In the United States, there is no single, comprehensive federal law regulating the collection and use of personal data, however individual states are enacting privacy-related bills independently. In the EU, human dignity is recognised as an absolute, fundamental right. Considering this notion, privacy – or the right to a private life, to be autonomous, to be in control of information about one’s self, to be let alone – plays a pivotal role in EU privacy legislation. The EU’s new General Data Protection Regulation (GDPR) states that EU citizens’ personal data can only be transferred to countries with an “adequate” data protection status.
In the UK, while the country’s Brexit plans remain unclear, the Information Commissioner’s Office (ICO) is working to help businesses, particularly small and medium enterprises (SME), prepare for a possible no-deal Brexit. However, the government has made it clear that the GDPR will be absorbed into UK law at the point of exit, so there will be no substantive changes to the rules that most organizations need to follow. While in Brazil, which has been inspired by Europe’s GDPR, the country enacted its General Data Protection Law – Lei Geral de Proteção de Dados (LGPD) (Law 13,709/2018) – in August 2018. The law is expected to take effect in early 2020 after its 18th adaptation period.

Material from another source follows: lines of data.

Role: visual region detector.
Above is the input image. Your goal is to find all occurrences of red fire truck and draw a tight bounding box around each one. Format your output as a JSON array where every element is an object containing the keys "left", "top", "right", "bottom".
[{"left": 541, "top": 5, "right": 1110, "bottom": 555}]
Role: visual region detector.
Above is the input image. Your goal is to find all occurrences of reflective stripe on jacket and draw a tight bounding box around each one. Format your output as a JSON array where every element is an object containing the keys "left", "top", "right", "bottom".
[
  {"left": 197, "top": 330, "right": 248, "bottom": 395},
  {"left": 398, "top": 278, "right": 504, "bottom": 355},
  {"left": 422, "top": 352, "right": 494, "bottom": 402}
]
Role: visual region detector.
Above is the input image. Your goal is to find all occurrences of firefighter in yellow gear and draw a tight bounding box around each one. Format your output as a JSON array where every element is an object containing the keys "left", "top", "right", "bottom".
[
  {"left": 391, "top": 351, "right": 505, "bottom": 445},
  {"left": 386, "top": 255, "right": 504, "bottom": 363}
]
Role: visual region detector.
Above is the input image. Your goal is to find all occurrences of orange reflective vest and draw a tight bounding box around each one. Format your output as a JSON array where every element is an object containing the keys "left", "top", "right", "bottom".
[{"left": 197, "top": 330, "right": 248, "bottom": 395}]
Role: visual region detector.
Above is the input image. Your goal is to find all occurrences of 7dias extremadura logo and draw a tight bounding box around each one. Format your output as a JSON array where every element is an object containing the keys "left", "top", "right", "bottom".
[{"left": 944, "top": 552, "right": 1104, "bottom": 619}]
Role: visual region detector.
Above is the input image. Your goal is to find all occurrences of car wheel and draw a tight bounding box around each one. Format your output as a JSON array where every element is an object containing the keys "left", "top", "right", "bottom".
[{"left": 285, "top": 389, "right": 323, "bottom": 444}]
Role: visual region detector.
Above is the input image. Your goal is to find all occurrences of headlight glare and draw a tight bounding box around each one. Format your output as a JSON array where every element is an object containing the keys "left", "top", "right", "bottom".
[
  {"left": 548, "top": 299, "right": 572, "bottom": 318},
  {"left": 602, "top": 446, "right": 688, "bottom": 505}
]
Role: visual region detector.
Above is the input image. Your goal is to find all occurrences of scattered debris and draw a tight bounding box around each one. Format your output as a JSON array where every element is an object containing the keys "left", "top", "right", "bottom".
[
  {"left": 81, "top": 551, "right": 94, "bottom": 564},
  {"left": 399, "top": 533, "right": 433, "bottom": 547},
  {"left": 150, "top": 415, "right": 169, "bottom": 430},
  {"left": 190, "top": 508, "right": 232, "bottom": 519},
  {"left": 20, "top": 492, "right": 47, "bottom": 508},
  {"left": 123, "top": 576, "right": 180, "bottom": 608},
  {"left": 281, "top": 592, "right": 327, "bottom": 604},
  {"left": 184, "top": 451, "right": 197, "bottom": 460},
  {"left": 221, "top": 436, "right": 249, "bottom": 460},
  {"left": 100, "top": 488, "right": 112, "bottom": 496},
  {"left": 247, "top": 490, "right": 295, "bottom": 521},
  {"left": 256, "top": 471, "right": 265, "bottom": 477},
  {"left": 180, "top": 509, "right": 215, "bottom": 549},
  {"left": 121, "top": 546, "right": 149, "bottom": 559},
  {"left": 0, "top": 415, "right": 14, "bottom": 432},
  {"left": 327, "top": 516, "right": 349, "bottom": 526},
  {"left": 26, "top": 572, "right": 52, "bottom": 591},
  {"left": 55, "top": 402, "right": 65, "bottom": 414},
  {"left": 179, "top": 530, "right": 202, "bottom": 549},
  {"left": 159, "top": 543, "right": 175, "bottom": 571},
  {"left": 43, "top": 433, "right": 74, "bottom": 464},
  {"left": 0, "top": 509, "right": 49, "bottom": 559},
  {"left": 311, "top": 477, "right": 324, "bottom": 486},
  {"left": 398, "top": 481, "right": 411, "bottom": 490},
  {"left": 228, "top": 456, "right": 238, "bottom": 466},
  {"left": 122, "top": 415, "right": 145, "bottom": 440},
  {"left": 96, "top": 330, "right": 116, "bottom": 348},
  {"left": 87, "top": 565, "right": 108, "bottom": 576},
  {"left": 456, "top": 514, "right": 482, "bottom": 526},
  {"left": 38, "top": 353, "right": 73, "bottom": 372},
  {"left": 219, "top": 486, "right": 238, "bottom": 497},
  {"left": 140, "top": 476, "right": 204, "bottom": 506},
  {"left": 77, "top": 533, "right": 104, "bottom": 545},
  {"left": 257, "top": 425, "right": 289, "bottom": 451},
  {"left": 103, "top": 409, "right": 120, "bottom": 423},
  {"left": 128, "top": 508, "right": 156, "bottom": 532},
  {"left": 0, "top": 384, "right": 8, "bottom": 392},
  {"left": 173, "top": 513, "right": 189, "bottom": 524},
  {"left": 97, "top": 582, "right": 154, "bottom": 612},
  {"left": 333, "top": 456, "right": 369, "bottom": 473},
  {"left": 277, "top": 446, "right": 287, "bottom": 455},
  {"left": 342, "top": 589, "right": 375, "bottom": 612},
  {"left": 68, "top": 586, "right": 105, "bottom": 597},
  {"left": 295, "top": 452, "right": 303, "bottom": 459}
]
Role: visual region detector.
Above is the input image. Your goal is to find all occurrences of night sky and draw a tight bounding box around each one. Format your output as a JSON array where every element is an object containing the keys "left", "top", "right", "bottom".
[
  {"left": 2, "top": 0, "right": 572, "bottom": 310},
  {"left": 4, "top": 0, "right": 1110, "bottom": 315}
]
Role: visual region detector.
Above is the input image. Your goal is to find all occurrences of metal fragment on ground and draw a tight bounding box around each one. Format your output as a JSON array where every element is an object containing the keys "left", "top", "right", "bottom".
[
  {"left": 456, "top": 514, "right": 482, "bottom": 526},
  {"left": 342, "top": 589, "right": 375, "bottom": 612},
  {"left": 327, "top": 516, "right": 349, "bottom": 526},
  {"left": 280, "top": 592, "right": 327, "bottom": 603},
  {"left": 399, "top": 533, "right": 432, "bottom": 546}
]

The global privacy landscape will continue to evolve as multinational and regional organisations push ahead with their quest for data. Key questions include: how can we use data to gain insights into education, such as which schools do the best job of teaching low-income students? Or, with regards to health, such as which doctors provide the best care for a reasonable price? And, all this is expected while protecting people’s privacy. The intensity of privacy demands from consumers will rise in tandem with broadening privacy legislation and corporate big data capacities. In 2020 and beyond, this will likely result in some high-profile lawsuits based on this tension and the rebalancing of stakeholder relationships.